C4 device 1089 - HubConnect device for C5
C4 device 673 - IoTaWatt Parent device
C4 app 931 - WebCore (I just installed it about an hour ago for fun.)
C4 app 899 - HubConnect app for C5 hub.
C4 app 1 - Dashboards

C5 device 1028 - HubConnect device for C4
C5 app 866 - HubConnect app for C4 hub.

Generally-speaking, it sure would be nice if the hub could look at runtime/load for a certain task and alert the user that the experience may become unstable/less-desirable DUE to a certain activity.

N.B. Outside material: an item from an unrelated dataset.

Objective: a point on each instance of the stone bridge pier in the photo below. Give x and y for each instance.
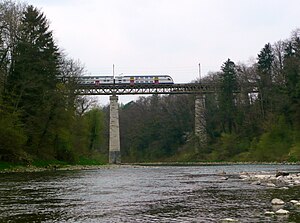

Been asked for a bunch but I wouldn't hold my breath. The devices and apps you listed should be fine assuming you aren't seeing a bunch of errors in the logs. Dashboards seems excessive though. You have a bunch of tablets open all the time?

I only have a single dashboard open on my PC while working, so it seems odd that it would be pulling many resources. Interesting.